NEW ORLEANS — The Rams are now one more win from bringing their first title back to Los Angeles.
After getting outplayed most of the afternoon by the hometown New Orleans Saints, the Rams kept hanging around before overcoming a 10-point second-half deficit to prevail 26-23 on Greg Zuerlein’s 57-yard field goal in overtime of Sunday’s NFC Championship Game.
John Johnson’s interception of Drew Brees set up Zuerlein’s shot — it was L.A.’s only lead of the day — sending the Rams to Super Bowl LIII in Atlanta two weeks from now. Though no NFL team has been based in L.A. longer than the Rams (52 years), only the 1983 Raiders have brought a Lombardi Trophy back to the City of Angels.
One moment sure to come under scrutiny in the coming weeks will be a crucial no-call on CB Nickell Robey-Coleman, who appeared to commit pass interference on Tommylee Lewis late in the fourth quarter, a play that forced the Saints to settle for another field goal with 1:41 to go.
Here are three other things we learned from Rams-Saints:
1. ‘Special’ teams: Johnny Hekker’s 12-yard pass on a fake punt in the second quarter sparked the Rams to life, eventually leading to Zuerlein’s first field goal after they’d fallen into a 13-0 first-quarter hole.

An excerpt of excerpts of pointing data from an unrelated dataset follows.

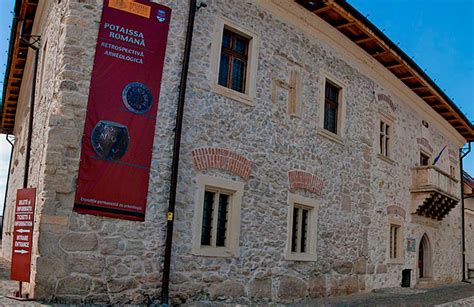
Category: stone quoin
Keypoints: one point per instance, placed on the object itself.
(296, 179)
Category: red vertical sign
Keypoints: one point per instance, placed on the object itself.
(122, 108)
(23, 234)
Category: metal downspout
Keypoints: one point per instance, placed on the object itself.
(175, 161)
(6, 186)
(463, 234)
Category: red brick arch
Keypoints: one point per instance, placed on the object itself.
(222, 158)
(298, 179)
(396, 210)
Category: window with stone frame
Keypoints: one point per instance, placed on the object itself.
(217, 217)
(233, 61)
(302, 229)
(395, 242)
(424, 159)
(452, 170)
(385, 138)
(331, 107)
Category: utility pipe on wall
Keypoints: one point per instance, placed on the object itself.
(463, 234)
(6, 186)
(175, 161)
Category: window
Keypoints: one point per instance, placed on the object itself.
(452, 171)
(217, 217)
(384, 139)
(299, 231)
(331, 106)
(332, 109)
(233, 57)
(394, 233)
(302, 226)
(395, 248)
(424, 159)
(233, 61)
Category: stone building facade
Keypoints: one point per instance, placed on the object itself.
(267, 148)
(469, 222)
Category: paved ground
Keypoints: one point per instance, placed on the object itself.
(8, 287)
(457, 294)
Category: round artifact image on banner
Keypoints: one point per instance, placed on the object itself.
(137, 98)
(110, 140)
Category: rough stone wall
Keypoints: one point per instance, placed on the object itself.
(82, 258)
(469, 231)
(47, 26)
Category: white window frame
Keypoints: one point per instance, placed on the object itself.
(248, 97)
(313, 207)
(426, 153)
(390, 121)
(452, 170)
(235, 189)
(400, 239)
(341, 112)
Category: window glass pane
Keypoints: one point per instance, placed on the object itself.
(224, 70)
(332, 92)
(294, 230)
(207, 218)
(240, 45)
(222, 219)
(381, 144)
(238, 75)
(304, 230)
(226, 39)
(424, 159)
(395, 237)
(391, 241)
(332, 120)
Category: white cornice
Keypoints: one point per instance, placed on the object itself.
(312, 25)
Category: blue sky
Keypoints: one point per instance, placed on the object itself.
(438, 33)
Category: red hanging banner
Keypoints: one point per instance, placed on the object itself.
(121, 113)
(23, 234)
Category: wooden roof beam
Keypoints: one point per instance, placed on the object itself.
(419, 88)
(408, 78)
(364, 40)
(345, 25)
(395, 66)
(323, 9)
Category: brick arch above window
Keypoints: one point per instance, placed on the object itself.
(302, 180)
(222, 158)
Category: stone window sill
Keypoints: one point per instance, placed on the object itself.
(331, 136)
(395, 261)
(220, 252)
(386, 159)
(300, 257)
(234, 95)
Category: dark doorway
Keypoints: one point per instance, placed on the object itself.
(420, 260)
(424, 258)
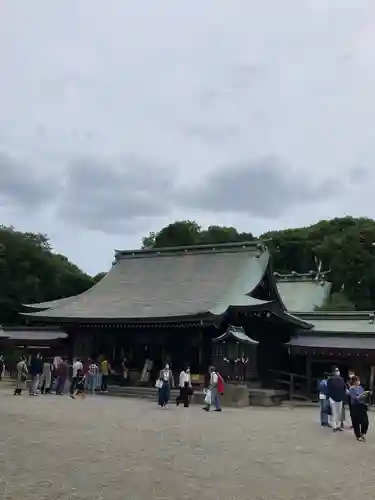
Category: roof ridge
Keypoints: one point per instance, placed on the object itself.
(181, 250)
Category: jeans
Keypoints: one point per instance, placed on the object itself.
(358, 412)
(91, 382)
(324, 406)
(336, 407)
(34, 384)
(215, 399)
(60, 385)
(104, 384)
(164, 394)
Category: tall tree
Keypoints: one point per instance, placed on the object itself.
(31, 272)
(345, 246)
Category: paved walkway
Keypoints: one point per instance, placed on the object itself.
(122, 449)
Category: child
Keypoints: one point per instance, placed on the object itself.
(80, 385)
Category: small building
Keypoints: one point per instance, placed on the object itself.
(169, 304)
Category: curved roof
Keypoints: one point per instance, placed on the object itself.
(238, 334)
(51, 304)
(169, 283)
(303, 295)
(330, 322)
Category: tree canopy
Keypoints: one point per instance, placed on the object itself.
(345, 246)
(31, 272)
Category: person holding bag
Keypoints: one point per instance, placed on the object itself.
(185, 388)
(358, 409)
(215, 390)
(164, 384)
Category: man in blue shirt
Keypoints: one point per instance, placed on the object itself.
(336, 393)
(324, 402)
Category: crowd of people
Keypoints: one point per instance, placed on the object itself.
(45, 375)
(77, 377)
(165, 383)
(335, 394)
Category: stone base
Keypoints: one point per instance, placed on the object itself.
(235, 395)
(266, 397)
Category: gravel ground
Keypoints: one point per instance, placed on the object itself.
(123, 449)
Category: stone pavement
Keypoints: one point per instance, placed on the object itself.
(113, 448)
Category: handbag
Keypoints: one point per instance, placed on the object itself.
(208, 397)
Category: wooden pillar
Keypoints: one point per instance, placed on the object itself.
(308, 374)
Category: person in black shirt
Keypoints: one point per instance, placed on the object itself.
(337, 392)
(79, 385)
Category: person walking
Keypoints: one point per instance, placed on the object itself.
(216, 388)
(324, 402)
(36, 370)
(77, 365)
(79, 389)
(166, 381)
(336, 393)
(184, 383)
(105, 370)
(22, 373)
(92, 377)
(62, 374)
(46, 378)
(358, 409)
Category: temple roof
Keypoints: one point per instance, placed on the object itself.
(49, 304)
(31, 333)
(168, 284)
(236, 333)
(341, 322)
(337, 342)
(302, 293)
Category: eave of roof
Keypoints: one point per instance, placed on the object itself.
(32, 334)
(303, 295)
(237, 333)
(361, 322)
(332, 342)
(170, 283)
(50, 304)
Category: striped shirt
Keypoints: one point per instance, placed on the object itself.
(93, 369)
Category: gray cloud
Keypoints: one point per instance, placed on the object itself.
(23, 185)
(112, 196)
(264, 188)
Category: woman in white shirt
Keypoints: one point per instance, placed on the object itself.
(166, 378)
(185, 388)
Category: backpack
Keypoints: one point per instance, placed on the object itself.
(220, 384)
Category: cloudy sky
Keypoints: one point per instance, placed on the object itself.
(120, 116)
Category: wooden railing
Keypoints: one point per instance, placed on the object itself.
(295, 384)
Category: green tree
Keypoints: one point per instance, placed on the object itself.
(31, 272)
(345, 246)
(187, 233)
(99, 277)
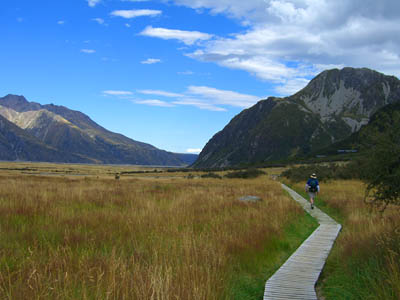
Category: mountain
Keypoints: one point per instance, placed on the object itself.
(73, 132)
(16, 144)
(335, 104)
(385, 118)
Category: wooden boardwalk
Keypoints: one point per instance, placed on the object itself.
(297, 277)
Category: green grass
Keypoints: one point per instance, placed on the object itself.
(365, 260)
(255, 267)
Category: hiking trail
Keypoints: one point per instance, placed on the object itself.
(297, 277)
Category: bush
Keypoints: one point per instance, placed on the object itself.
(250, 173)
(381, 164)
(211, 175)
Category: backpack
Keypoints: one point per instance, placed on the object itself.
(313, 186)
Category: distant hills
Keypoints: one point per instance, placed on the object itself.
(331, 109)
(30, 131)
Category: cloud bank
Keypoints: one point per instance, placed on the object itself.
(287, 42)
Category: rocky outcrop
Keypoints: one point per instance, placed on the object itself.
(330, 108)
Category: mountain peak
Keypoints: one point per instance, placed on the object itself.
(18, 103)
(335, 104)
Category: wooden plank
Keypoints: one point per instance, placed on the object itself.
(297, 277)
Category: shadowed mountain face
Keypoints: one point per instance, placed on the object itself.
(330, 108)
(73, 132)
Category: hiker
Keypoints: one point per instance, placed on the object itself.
(312, 188)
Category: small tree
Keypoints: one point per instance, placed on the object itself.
(380, 168)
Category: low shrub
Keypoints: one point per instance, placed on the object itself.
(211, 175)
(250, 173)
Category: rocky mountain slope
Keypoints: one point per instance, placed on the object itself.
(16, 144)
(335, 104)
(73, 132)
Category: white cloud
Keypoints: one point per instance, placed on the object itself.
(134, 13)
(208, 98)
(199, 103)
(194, 150)
(117, 93)
(161, 93)
(154, 102)
(99, 20)
(186, 73)
(151, 61)
(88, 51)
(93, 3)
(187, 37)
(223, 97)
(287, 42)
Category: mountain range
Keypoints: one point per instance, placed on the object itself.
(30, 131)
(335, 105)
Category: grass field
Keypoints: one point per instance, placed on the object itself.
(90, 236)
(365, 262)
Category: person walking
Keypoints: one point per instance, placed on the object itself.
(312, 188)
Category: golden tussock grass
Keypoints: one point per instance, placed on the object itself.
(365, 262)
(131, 239)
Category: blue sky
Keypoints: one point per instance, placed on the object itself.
(172, 73)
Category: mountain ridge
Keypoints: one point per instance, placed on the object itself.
(74, 132)
(335, 104)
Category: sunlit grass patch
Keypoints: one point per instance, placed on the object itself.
(365, 260)
(99, 238)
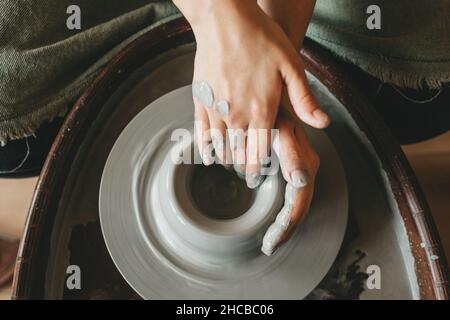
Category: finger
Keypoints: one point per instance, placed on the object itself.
(295, 209)
(302, 98)
(291, 142)
(219, 140)
(203, 134)
(289, 151)
(237, 138)
(258, 151)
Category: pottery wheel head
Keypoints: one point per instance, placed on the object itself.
(186, 231)
(219, 193)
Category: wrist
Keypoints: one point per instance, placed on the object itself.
(202, 14)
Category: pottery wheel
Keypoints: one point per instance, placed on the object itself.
(173, 236)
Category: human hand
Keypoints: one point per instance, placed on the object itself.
(244, 58)
(299, 164)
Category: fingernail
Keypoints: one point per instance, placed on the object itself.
(240, 171)
(321, 116)
(284, 217)
(254, 180)
(300, 178)
(223, 107)
(208, 155)
(266, 162)
(203, 92)
(272, 238)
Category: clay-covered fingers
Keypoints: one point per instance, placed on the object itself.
(299, 164)
(258, 153)
(301, 96)
(238, 138)
(220, 141)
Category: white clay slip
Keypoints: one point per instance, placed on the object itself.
(223, 107)
(203, 93)
(277, 230)
(167, 247)
(300, 178)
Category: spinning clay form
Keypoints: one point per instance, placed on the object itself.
(187, 231)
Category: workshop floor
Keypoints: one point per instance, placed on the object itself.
(430, 160)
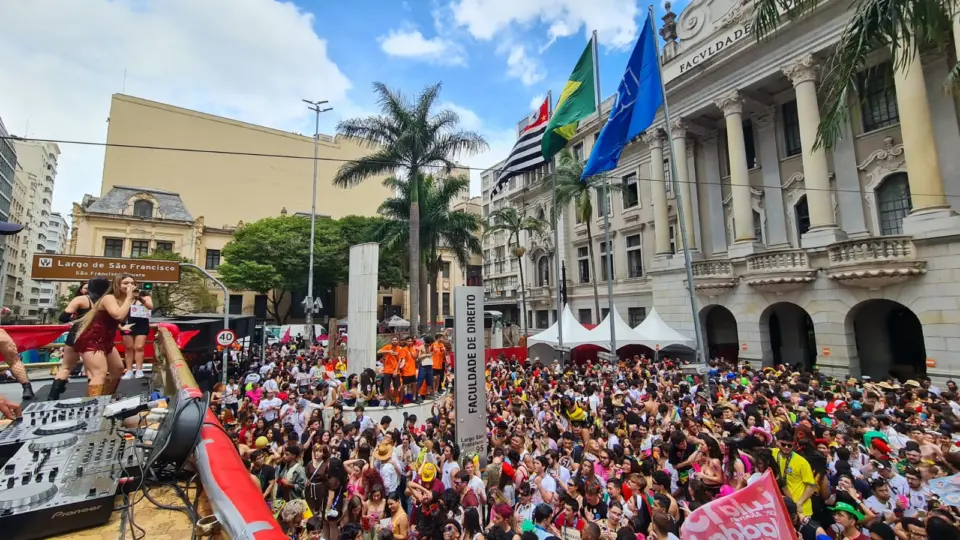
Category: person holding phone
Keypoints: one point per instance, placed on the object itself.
(135, 339)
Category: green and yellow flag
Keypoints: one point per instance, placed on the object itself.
(577, 101)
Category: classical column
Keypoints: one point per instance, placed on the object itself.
(679, 133)
(732, 107)
(776, 225)
(823, 223)
(919, 144)
(661, 223)
(362, 307)
(714, 226)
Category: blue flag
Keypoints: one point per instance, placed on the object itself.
(638, 98)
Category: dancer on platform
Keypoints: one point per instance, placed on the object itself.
(82, 302)
(136, 338)
(98, 329)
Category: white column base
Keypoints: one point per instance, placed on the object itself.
(742, 249)
(932, 223)
(822, 237)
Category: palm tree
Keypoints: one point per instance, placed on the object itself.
(513, 222)
(904, 26)
(570, 188)
(407, 139)
(440, 227)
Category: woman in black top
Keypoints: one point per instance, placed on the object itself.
(136, 338)
(83, 300)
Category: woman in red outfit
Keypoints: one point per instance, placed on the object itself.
(98, 329)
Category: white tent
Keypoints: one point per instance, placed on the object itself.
(574, 333)
(624, 334)
(659, 333)
(397, 322)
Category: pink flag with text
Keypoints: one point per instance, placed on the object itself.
(754, 512)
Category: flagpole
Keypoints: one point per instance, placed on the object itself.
(607, 202)
(556, 239)
(701, 357)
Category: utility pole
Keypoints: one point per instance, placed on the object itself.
(308, 301)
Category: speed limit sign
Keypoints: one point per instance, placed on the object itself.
(225, 338)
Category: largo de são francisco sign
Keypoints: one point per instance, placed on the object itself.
(54, 267)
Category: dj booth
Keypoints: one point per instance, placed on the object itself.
(70, 464)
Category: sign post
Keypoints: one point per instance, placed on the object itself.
(470, 393)
(55, 267)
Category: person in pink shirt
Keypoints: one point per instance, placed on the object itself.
(255, 394)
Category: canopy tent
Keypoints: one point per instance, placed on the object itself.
(574, 333)
(397, 322)
(624, 334)
(659, 333)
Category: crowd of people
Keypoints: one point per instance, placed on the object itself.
(589, 450)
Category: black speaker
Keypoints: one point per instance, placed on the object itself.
(260, 306)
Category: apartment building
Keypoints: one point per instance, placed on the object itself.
(847, 258)
(37, 171)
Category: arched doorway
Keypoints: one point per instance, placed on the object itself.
(720, 329)
(889, 339)
(787, 336)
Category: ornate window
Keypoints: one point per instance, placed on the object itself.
(143, 208)
(802, 212)
(893, 203)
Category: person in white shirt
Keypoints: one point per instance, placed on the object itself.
(269, 407)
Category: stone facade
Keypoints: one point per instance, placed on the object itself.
(847, 257)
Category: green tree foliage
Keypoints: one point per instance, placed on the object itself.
(271, 257)
(408, 138)
(191, 295)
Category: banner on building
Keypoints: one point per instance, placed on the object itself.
(756, 511)
(469, 372)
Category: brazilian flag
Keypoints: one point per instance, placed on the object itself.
(577, 101)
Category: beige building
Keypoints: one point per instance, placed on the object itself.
(250, 171)
(848, 258)
(37, 171)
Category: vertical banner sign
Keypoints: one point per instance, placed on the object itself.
(469, 373)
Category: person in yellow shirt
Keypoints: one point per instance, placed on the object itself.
(795, 473)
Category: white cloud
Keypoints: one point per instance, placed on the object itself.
(248, 59)
(500, 143)
(522, 67)
(411, 43)
(614, 20)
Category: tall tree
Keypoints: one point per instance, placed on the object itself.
(571, 189)
(513, 222)
(408, 139)
(902, 26)
(441, 227)
(271, 256)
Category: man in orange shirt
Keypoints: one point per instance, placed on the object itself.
(391, 369)
(408, 367)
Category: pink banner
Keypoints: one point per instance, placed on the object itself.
(756, 511)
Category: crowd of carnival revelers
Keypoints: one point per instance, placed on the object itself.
(587, 450)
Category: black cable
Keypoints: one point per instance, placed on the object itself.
(538, 175)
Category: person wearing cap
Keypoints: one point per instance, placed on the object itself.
(847, 517)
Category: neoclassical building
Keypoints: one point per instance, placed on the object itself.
(847, 257)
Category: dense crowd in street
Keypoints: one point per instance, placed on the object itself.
(588, 451)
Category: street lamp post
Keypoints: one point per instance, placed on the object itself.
(308, 301)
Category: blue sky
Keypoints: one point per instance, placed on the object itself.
(254, 60)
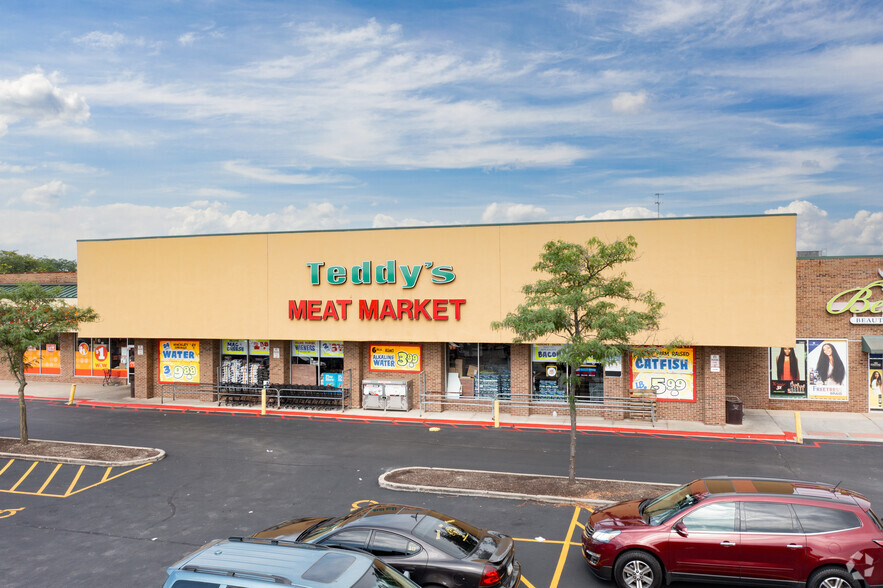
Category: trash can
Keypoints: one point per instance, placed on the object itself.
(734, 410)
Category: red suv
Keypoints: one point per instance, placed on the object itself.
(762, 532)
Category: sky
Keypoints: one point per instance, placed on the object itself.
(156, 117)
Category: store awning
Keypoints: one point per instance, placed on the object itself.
(872, 344)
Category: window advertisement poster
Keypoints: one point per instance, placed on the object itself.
(100, 359)
(234, 347)
(672, 374)
(395, 358)
(259, 347)
(788, 371)
(827, 362)
(83, 358)
(178, 362)
(875, 381)
(549, 354)
(309, 348)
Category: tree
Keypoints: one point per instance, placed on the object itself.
(29, 317)
(596, 312)
(12, 262)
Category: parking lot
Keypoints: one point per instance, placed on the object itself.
(227, 475)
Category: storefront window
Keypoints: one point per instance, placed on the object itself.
(244, 362)
(317, 363)
(479, 369)
(550, 377)
(46, 360)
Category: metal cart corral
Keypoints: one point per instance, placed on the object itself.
(386, 394)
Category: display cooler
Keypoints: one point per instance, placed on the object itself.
(386, 394)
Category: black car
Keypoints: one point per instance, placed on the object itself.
(431, 548)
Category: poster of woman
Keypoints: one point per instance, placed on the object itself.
(875, 382)
(788, 371)
(828, 365)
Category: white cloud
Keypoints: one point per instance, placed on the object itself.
(629, 102)
(100, 40)
(623, 213)
(861, 234)
(58, 235)
(503, 212)
(44, 196)
(265, 175)
(35, 96)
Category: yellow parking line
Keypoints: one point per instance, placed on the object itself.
(22, 479)
(49, 479)
(76, 478)
(564, 549)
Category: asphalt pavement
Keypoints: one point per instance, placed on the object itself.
(758, 424)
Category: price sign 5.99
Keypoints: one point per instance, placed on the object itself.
(670, 374)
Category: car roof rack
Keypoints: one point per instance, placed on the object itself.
(237, 574)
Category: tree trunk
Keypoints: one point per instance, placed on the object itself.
(572, 402)
(22, 413)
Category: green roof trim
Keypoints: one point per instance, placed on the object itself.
(67, 290)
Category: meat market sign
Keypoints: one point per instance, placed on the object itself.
(367, 272)
(864, 303)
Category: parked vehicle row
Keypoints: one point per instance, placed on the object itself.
(382, 545)
(760, 532)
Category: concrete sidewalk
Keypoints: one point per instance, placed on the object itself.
(756, 424)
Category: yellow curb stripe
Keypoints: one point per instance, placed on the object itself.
(74, 482)
(49, 479)
(22, 479)
(564, 549)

A high school quarterback, Hekker has long been one of L.A.’s most underrated weapons — even though the team has had the luxury of under-utilizing him in recent seasons with the offense’s emergence under coach Sean McVay. Zuerlein was also aces, making all six of his kicks (4 FGs, 2 PATs), including a game-tying 48-yard field goal with 15 seconds left in regulation.
2. Defense still wins championships: Though the Rams are known for their explosive offense, it was the defense that kept them afloat. The Saints penetrated the red zone on their first two possessions, one courtesy of a Jared Goff interception, but were limited to field goals both times. New Orleans also never got going on the ground. The Rams were gashed for a league-worst 5.1 yards per carry in the regular season but limited the Saints to just 2.3 yards per attempt (and 48 yards overall), rendering their attack fairly one-dimensional — especially important during several stalled drives after New Orleans jumped out to its early lead.
3. Dome-field doldrums: The loss snapped the Saints’ seven-game winning streak at home in the playoffs (six of those occurring since Brees and coach Sean Payton came to New Orleans in 2006). Early on, they seemed in little danger of failing, the ear-splitting crowd (110-plus decibels, per the dome’s noise meter) was in full throat from the coin toss and helped induce a key encroachment penalty on Los Angeles DL Michael Brockers — ironically, an LSU product — on fourth-and-2 from the Rams’ 10-yard line late in the first quarter. Brees hit Garrett Griffin from 5 yards on the next play for the Saints’ first touchdown. But New Orleans couldn’t maintain the early momentum, scoring just 10 points the rest of the way.